Have you ever found yourself in the situation where you’re trying something new and it seems to work in the beginning, then after a while it doesn’t and you give up, thinking it was all a load of rubbish anyway?

What if it’s nothing to do with the idea?  What if you’ve started off great and then simply forgotten a small but key element that makes it work?

It might not be the only reason, but sometimes, when new habits go wrong, it can be down to something as straightforward as simply forgetting.

There’s a lot to remember with parenting and with all the day to day pressures taking up most of our headspace it’s not a surprise that we often forget things.

As with trying any new habit there’s a lot of forgetting involved at first.  Years ago, my husband and I tried to go a week without using anything that we’d have to throw away (if it could be recycled that was fine).  Half way through the week this was blown when we went out for the evening and decided to get a kebab on the way home.  As we watched them serving up our food in disposable only containers, we suddenly realised with horror that we’d completely forgotten and we’d broken our perfect record.  It was a real insight that one of the barriers to developing good habits could simply be forgetfulness.

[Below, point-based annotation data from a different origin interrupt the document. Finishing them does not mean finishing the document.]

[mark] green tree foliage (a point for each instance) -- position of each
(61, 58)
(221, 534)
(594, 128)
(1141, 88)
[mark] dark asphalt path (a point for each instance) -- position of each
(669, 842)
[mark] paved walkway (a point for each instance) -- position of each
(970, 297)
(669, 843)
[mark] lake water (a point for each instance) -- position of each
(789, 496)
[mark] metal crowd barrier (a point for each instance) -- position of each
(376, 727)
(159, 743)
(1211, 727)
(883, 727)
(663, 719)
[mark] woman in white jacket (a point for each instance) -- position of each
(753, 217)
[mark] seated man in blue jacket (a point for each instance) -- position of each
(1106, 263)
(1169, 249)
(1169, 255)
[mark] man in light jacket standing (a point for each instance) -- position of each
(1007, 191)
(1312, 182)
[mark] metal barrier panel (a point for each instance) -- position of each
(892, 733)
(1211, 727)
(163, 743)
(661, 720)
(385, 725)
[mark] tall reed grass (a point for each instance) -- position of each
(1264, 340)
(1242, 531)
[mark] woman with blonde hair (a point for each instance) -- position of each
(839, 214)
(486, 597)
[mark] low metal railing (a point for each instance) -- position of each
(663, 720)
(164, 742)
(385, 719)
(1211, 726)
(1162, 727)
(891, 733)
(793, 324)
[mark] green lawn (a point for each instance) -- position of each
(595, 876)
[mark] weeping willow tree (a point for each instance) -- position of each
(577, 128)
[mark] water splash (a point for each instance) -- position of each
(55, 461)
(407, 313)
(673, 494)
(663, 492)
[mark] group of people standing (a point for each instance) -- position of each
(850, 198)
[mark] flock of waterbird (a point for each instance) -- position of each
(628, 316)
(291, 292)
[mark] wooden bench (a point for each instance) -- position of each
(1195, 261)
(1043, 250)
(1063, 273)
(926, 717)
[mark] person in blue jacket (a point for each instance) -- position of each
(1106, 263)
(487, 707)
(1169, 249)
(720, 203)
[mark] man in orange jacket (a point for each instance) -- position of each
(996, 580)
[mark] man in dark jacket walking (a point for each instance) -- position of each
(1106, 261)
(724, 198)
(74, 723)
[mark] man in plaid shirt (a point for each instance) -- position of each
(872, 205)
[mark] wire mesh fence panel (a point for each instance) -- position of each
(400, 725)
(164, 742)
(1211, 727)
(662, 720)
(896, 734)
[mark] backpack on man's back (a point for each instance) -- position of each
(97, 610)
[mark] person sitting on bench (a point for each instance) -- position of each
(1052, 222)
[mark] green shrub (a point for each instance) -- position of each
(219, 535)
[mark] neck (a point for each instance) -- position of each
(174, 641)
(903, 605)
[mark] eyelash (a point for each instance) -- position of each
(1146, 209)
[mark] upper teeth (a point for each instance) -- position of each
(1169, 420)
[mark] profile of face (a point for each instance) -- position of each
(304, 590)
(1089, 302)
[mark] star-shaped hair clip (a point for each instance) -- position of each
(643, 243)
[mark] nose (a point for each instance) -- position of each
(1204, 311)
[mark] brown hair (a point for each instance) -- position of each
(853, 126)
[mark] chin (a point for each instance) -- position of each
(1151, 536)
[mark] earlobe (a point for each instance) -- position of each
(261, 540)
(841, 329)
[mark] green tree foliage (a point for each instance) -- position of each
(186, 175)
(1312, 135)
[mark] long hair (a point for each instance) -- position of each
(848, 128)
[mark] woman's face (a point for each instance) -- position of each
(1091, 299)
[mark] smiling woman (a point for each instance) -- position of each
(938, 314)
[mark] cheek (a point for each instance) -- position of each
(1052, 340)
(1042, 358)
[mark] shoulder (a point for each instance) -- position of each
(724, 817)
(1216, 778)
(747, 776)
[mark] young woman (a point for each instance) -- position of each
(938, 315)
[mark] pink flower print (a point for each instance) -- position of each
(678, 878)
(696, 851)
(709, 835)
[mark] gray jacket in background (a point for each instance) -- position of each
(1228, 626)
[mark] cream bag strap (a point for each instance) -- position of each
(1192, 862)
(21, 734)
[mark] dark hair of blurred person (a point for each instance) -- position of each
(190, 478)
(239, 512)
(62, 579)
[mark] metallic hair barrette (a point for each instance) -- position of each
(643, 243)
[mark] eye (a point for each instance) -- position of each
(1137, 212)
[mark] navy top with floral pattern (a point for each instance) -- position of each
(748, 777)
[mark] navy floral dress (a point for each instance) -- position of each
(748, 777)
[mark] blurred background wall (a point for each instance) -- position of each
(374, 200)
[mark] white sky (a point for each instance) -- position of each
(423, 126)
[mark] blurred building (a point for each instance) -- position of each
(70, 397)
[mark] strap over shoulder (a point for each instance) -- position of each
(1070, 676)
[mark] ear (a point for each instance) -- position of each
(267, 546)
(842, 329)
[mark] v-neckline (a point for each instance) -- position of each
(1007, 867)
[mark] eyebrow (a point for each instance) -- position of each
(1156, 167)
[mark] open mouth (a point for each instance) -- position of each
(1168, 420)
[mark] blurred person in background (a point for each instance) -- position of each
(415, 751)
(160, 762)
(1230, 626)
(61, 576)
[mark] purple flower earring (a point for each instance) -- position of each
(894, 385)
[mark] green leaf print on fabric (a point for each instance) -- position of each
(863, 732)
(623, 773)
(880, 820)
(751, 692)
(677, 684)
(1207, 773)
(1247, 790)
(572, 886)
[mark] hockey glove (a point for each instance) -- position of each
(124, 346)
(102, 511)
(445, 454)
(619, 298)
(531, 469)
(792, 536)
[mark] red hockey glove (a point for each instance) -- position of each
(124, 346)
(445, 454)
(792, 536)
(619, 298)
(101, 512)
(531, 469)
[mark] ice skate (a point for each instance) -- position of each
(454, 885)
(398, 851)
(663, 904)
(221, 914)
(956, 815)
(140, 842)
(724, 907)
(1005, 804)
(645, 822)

Sometimes we do things for a while, then it slips off our radar and we forget about it.  Other times, we start something new but keep forgetting.  It’s only over time and with practice that we remember more often. If we notice this, we can prepare for it and get back on course.  Every time we forget then re-remember we make that habit stronger.  It’s like mistakes; and as they say, ‘mistakes are how you learn.’

It’s happened often enough to me that it’s now become the first thing I check for when things get out of kilter at home. Sometimes when I forget to spend enough time connecting with my children it shows up in their behaviour (this is such a good starting point for solving so many parenting crises and it’s so easy to overlook).  In the past I’ve looked for all sorts of complicated solutions when it turned out to be nothing more difficult than remembering to spend more time with them. When I have, often within a few days I’ve noticed a difference and before long, things have settled back down again.

Of course, it’s not always going to be the solution we’re looking for, but it can be more often than we think and sometimes it can be quite a relief to know that there was no magic solution hiding out of reach; we’d simply forgotten.